Restatement (Second) of Torts § 767 (1977). These general considerations, however, are supplanted by the specific applications of the rule to competitors found in section 768 of the Restatement. See text infra at 6.

[8] While we have not addressed contracts not terminable at will and have not specifically adopted section 768 of the Restatement, our decisions provide at least as much protection as the Restatement provides for contracts terminable at will. In Watson v. Settlemeyer, 150 Colo. 326, 372 P.2d 453 (1962) (unlawful interference with oral contract for distributorship), this court held that even a contract terminable at will is entitled to some protection from tortious unwarranted interference. In Zelinger v.

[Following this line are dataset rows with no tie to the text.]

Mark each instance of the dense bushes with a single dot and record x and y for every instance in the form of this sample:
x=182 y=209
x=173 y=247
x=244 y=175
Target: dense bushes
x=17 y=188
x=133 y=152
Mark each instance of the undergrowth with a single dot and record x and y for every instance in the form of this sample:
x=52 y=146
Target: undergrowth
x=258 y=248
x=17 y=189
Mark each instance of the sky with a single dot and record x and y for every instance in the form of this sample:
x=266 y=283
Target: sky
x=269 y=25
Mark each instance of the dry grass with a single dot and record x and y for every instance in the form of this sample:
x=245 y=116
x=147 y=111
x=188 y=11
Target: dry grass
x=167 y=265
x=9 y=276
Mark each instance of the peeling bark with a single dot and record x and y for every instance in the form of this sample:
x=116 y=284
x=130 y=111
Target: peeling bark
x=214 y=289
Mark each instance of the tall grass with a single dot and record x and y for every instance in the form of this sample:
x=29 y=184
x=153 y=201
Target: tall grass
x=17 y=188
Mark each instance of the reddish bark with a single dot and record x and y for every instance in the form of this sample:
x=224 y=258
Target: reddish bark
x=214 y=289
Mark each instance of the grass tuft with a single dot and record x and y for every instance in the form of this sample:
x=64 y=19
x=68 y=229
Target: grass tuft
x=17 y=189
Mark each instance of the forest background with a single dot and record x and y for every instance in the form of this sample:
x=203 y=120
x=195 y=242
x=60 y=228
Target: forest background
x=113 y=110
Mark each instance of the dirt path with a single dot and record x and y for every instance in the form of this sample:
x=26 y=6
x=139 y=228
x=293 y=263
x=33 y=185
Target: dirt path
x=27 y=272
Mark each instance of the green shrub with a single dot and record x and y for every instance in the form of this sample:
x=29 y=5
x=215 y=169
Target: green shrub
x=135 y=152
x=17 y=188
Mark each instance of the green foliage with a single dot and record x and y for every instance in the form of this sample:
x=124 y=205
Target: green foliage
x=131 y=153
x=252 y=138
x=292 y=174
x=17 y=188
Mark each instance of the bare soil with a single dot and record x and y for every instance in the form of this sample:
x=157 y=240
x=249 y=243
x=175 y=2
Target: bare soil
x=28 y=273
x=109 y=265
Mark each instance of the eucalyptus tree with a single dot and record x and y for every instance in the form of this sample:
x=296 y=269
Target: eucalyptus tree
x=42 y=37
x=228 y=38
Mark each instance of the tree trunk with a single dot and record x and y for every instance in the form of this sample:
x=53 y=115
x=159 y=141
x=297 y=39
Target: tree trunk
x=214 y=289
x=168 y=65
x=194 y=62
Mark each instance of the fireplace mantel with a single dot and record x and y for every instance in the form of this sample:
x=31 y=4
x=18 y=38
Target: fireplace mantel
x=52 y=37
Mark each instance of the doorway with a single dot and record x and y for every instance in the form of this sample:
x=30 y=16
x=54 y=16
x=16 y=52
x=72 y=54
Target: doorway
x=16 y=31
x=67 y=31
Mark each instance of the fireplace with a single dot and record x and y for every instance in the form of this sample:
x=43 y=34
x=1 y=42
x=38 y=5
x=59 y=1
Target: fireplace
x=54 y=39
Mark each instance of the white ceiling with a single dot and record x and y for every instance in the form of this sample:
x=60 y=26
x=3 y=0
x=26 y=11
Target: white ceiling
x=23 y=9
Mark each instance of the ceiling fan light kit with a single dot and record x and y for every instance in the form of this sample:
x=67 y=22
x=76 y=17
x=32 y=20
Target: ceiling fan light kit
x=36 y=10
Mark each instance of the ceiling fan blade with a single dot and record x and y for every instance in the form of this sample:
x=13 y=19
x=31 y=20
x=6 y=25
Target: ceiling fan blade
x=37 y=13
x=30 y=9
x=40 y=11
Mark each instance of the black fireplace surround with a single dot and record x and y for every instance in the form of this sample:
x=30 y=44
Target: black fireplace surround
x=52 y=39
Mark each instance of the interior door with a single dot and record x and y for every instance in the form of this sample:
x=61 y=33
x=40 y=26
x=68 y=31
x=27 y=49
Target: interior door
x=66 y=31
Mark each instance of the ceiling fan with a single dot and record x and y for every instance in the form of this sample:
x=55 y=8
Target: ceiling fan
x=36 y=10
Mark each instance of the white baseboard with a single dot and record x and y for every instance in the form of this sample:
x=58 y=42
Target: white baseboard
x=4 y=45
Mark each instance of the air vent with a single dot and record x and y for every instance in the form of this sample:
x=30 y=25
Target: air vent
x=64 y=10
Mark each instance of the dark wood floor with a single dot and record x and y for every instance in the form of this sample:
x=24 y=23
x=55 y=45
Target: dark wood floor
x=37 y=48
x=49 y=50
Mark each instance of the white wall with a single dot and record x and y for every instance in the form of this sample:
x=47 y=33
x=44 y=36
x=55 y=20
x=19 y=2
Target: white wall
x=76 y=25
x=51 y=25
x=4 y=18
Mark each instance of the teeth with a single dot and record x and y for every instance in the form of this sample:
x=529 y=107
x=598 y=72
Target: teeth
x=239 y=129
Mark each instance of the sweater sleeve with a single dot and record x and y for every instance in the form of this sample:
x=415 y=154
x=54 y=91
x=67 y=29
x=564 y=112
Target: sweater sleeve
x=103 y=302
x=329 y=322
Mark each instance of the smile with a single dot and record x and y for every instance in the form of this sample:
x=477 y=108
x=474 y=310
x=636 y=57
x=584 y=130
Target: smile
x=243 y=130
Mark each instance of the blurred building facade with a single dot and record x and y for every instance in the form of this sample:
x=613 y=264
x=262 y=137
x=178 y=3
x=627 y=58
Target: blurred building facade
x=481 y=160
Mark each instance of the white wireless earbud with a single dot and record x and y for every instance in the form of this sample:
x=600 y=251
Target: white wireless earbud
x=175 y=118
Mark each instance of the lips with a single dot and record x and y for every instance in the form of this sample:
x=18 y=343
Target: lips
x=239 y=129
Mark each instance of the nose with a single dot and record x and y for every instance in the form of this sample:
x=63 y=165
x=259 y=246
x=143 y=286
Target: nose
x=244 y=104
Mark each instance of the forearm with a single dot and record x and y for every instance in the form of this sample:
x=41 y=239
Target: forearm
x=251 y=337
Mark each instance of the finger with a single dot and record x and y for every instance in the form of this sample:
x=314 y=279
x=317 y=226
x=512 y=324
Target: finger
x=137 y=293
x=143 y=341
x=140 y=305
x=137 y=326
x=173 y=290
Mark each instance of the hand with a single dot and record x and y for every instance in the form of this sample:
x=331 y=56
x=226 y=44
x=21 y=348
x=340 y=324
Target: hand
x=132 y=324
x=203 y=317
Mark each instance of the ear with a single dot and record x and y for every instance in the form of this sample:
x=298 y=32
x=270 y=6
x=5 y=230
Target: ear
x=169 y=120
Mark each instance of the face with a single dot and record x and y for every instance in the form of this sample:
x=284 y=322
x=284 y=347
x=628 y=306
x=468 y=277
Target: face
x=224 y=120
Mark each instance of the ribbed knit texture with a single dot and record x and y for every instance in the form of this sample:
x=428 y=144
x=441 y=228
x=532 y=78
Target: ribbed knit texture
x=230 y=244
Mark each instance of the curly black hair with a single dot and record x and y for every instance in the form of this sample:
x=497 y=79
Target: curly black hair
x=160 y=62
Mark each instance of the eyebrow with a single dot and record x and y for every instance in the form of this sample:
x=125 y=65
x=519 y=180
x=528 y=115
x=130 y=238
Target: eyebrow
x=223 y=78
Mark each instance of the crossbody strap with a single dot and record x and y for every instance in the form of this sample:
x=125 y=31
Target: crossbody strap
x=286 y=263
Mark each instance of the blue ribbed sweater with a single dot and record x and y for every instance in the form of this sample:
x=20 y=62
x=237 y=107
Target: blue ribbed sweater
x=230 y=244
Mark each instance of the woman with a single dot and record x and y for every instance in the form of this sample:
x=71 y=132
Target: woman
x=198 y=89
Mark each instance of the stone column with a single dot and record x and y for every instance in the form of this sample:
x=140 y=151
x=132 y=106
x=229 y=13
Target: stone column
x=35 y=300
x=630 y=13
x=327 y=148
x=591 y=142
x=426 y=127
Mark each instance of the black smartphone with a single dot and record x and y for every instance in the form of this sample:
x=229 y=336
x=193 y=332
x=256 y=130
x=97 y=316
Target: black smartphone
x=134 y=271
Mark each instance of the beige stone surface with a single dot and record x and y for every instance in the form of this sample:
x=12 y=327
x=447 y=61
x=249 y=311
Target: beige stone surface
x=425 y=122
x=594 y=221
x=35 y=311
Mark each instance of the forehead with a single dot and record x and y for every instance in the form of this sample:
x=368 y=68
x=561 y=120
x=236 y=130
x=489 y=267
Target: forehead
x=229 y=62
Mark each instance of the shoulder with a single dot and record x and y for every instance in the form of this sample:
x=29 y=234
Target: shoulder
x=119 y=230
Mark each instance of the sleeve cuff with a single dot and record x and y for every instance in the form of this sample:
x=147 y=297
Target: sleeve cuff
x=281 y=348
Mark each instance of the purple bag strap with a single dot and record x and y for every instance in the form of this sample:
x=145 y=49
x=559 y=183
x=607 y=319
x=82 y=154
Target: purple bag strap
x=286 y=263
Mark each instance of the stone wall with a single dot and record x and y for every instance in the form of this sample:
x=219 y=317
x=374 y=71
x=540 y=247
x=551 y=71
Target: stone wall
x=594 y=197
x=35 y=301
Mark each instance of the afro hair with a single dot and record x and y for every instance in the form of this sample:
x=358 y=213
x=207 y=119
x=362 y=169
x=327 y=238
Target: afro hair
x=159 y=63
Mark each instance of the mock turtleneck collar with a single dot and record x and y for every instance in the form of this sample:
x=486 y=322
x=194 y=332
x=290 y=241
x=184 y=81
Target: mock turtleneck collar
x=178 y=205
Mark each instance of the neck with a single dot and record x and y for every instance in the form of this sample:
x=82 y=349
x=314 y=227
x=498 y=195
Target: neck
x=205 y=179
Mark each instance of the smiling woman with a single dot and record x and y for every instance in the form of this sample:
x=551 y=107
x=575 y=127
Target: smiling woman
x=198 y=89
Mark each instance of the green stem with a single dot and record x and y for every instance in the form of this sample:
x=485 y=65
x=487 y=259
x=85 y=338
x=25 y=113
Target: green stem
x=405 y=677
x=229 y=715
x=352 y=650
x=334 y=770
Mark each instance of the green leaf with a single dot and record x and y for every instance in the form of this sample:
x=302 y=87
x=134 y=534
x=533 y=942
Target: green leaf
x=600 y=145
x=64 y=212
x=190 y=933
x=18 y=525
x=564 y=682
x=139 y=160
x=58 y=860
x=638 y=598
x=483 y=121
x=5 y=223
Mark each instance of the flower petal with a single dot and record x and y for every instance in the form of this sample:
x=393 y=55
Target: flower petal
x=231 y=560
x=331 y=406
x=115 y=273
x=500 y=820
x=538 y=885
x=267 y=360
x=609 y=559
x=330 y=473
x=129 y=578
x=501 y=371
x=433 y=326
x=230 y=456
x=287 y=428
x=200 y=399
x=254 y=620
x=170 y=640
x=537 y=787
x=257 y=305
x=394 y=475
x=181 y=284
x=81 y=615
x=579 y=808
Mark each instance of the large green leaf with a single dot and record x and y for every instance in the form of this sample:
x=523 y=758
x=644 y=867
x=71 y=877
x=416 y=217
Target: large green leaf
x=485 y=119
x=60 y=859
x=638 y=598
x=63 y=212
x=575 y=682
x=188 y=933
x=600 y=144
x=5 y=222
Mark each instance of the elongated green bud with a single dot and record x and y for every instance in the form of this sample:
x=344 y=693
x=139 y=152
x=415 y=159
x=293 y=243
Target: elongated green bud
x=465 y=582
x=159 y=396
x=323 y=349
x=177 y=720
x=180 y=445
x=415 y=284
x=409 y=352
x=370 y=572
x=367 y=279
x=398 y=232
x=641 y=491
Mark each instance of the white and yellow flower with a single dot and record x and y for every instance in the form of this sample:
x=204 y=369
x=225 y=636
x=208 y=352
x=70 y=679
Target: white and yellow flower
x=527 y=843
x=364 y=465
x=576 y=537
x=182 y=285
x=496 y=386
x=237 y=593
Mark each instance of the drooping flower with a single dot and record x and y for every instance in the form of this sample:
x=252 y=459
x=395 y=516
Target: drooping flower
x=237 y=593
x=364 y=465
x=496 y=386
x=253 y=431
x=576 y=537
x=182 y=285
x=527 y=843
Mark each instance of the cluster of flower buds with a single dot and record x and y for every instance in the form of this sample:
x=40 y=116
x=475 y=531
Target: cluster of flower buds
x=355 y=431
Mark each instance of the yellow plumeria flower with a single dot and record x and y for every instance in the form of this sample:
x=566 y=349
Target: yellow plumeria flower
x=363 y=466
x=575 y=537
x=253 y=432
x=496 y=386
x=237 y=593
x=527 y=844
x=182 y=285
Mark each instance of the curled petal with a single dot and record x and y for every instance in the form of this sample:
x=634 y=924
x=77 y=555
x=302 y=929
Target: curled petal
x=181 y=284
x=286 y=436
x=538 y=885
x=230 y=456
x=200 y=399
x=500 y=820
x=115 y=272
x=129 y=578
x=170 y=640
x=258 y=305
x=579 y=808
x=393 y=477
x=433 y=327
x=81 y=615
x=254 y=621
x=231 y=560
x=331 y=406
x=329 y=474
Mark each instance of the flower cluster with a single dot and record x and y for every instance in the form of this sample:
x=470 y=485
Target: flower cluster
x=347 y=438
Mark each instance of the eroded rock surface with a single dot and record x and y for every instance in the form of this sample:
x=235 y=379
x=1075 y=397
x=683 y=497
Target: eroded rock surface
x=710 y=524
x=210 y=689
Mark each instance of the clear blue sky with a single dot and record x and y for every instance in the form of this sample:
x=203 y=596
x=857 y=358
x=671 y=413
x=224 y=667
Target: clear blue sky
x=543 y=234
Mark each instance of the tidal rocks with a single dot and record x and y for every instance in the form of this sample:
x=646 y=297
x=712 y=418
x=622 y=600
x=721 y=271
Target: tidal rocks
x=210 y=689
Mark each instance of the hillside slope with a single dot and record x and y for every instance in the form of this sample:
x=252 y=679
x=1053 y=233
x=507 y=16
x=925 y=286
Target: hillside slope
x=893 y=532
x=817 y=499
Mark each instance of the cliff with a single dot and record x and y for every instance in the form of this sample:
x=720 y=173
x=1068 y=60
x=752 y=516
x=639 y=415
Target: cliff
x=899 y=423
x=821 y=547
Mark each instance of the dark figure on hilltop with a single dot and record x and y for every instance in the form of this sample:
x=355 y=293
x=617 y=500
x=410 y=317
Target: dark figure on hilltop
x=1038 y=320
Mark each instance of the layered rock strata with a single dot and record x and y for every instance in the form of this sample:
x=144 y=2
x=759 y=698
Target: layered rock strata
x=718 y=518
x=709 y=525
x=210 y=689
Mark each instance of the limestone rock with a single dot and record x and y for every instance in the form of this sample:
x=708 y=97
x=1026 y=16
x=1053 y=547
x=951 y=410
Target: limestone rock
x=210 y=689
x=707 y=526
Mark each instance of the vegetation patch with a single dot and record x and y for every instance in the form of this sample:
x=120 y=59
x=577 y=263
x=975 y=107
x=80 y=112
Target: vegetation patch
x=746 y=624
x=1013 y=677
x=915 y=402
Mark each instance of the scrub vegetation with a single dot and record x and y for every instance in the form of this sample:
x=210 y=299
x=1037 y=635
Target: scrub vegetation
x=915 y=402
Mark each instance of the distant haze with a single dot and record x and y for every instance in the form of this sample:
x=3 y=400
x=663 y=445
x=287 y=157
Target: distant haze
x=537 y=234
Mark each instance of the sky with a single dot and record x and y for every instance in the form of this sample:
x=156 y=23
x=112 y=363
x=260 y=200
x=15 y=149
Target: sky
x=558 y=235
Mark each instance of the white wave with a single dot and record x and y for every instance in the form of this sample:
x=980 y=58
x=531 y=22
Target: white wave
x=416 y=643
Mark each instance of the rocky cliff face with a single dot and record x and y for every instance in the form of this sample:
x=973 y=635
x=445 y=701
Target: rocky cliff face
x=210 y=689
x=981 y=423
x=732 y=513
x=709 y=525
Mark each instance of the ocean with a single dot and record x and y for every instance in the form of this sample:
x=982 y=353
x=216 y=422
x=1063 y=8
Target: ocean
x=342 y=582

Uvalde Rock Asphalt Co., 316 F.2d 47 (10th Cir.1963) (tortious interference with distributorship agreement), the Tenth Circuit summarized Colorado law as providing "that an action for damages will lie against one who intentionally and without justification interferes with or induces a breach of a contractual agreement between others, even though the contract is terminable at the will of either party. Watson v. Settlemeyer, Colo. 372 P.2d 453; Credit Inv. and Loan Co. v. Guaranty Bank and Trust Co., 143 Colo. 393, 353 P.2d 1098; Order of Ry. Conductors v. Jones, 78 Colo. 80, 239 P. 882." Id. at 50, 239 P. 882. The Colorado Court of Appeals recognized specifically that business competition justifies inducing the breach of a contract terminable at will. See Electrolux Corp. v. Lawson, 654 P.2d 340 (Colo.App.1982); Dolton v. Capitol Fed. Savings & Loan Ass'n, 642 P.2d 21 (Colo.App.1981) (expressly adopting § 768 of the Restatement as to prospective contractual relations).